The one thing I have to concede is that you can use YouTube as a personal video storage system for free. Just upload them and set them to private and they will be kept for you indefinitely. There is nothing for Google to gain from letting users do this.

[–] [email protected] 1 points 1 year ago (2 children)

Isn't it more because so many people watch with ad blockers that they got shit from Google though? (I'm saying this as someone that uses an ad block and sponsor block too)

[–] [email protected] 2 points 1 year ago* (last edited 1 year ago)

If you've ever seen a YouTuber speak in a weird way, stumble around certain topics, leave out important information that might be controversial or censor something that seems minor, then you should know the answer to your question is no.

[–] [email protected] 1 points 1 year ago* (last edited 1 year ago) (1 children)

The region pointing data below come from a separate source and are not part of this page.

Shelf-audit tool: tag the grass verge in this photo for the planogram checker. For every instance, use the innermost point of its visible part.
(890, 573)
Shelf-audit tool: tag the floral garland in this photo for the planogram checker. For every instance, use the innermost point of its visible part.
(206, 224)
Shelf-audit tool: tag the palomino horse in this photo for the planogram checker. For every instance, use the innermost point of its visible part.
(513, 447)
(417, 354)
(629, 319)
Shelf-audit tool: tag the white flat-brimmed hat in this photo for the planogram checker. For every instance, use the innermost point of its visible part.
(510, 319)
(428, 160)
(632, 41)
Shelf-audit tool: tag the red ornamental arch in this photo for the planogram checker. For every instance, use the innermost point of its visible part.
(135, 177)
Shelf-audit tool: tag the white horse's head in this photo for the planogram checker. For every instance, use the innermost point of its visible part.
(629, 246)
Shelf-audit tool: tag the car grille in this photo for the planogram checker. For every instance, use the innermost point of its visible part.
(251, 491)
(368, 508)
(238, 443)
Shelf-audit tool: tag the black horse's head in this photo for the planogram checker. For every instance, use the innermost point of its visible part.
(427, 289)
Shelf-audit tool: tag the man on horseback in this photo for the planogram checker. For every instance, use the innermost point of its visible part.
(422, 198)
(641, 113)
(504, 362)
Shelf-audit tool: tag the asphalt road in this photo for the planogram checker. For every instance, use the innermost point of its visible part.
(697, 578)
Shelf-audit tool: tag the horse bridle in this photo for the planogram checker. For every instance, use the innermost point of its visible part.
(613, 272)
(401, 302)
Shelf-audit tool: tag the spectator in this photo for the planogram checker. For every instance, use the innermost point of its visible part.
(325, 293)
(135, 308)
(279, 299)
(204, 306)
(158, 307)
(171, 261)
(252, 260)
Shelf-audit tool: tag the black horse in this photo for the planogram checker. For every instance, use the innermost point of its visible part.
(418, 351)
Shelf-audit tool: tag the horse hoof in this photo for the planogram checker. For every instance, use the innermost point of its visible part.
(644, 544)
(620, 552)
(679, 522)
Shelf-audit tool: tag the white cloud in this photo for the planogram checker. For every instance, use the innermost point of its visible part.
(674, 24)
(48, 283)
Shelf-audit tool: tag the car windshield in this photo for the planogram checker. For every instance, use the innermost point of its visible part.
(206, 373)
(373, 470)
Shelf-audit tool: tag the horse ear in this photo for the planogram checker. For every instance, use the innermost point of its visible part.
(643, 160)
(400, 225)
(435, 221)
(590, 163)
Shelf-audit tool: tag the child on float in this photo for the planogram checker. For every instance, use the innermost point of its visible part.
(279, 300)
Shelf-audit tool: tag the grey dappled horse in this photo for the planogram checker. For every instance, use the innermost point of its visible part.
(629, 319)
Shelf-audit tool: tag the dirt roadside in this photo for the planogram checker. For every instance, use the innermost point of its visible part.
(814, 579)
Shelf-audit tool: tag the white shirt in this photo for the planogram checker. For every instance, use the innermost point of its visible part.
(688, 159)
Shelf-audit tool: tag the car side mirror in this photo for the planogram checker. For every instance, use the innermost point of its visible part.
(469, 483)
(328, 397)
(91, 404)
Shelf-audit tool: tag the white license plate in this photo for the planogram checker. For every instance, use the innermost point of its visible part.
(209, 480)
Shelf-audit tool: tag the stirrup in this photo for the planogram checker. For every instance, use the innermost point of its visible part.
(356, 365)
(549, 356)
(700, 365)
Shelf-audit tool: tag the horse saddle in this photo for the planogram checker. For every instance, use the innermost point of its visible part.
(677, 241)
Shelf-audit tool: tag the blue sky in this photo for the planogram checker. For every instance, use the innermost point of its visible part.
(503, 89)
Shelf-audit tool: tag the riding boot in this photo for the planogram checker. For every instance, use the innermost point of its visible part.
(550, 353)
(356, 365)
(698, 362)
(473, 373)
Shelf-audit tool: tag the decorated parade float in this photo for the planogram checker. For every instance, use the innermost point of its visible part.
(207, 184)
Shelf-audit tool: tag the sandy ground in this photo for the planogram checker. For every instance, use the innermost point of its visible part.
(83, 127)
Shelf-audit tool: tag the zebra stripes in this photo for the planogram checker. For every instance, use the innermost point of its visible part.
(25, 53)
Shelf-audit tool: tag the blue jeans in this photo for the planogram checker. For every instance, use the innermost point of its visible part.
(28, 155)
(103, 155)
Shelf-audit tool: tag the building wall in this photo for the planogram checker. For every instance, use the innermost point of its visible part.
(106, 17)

YouTube creators are being paid by a metric, you cannot really influence: CPM (cost per 1000 impressions). Basically, advertisers bid on how much they are willing to pay to show ads on your channel. For advertisers, it of course doesn't make sense to invest money on channels that have mediocre reach. Google describes your channel with metrics like your country of residency (poorer countries are getting smaller ad bids), type of content (cute animals doing cute stuff is getting paid less than tech or cosmetic videos), daily views and engagement rating (comments, likes, subscriber growth, percentage of video watched), etc. This puts all the pressure on the content creators: you are either huge and then you are getting paid well or you are not and then Google could pay you the full ad revenue for your channel (they take 45% I believe) and it would still be insignificant. You and me having ad block doesn't change that.

[–] [email protected] 1 points 1 year ago (1 children)

Ad bidding happens realtime though (I briefly worked on software in that sector) if you have ads blocked those calls to ask for bids won't occur. So having an adblock on reduces the chances of creators getting such ad money

[–] [email protected] 1 points 1 year ago* (last edited 1 year ago)

While this is true, the payout itself is laughable for anyone isn't fully focused on optimizing their videos on monetization. And even those creators are better off with you supporting them directly by either joining their community on YT or donating to the Patreon they got set up. Google gets a cut from you joining their YT-community, but the creator still gets a better payout than they ever would if you only watched the ads. The next logical step for Google is to make linking or mentioning Patreon incompatible with their ToS since the Patreon circumvention is losing them revenue as well.

Also YT is prominently demonetizing videos for the any reason they see fit (and withhold from the creator) and when that happens, the creator gets nothing, but the viewer still sees ads, even tho they do see less ads. It's an exploitative system that went downhill over many years. The culprits here are not the evil ad block users, but the greedy shareholders expecting infinite growth.

[–] [email protected] 3 points 1 year ago (1 children)

If you don't want to sound like a shill, be careful, because you do here...

YouTube is making a LOT of profit, they want MORE, endlessly MORE. "They are a business after all" is not valid in these conversations unless again... shill. Hopefully you didn't realize what you sound like here and this news is helpful to you going forward.

[–] [email protected] 0 points 1 year ago

Calling someone a shill is not a good response.

I genuinely don't see the issue with blocking ad blockers if they're giving a subscription as an option. You literally get to choose to pay with your data and time or with cash. Video hosting isn't a public service.

Besides, YouTube has been screwed over by advertisers numerous times, and creators had to share some of the burden. If YouTube Premium is what allows YouTube to stay running and improve while also paying creators with more controversial content, I'm all for it.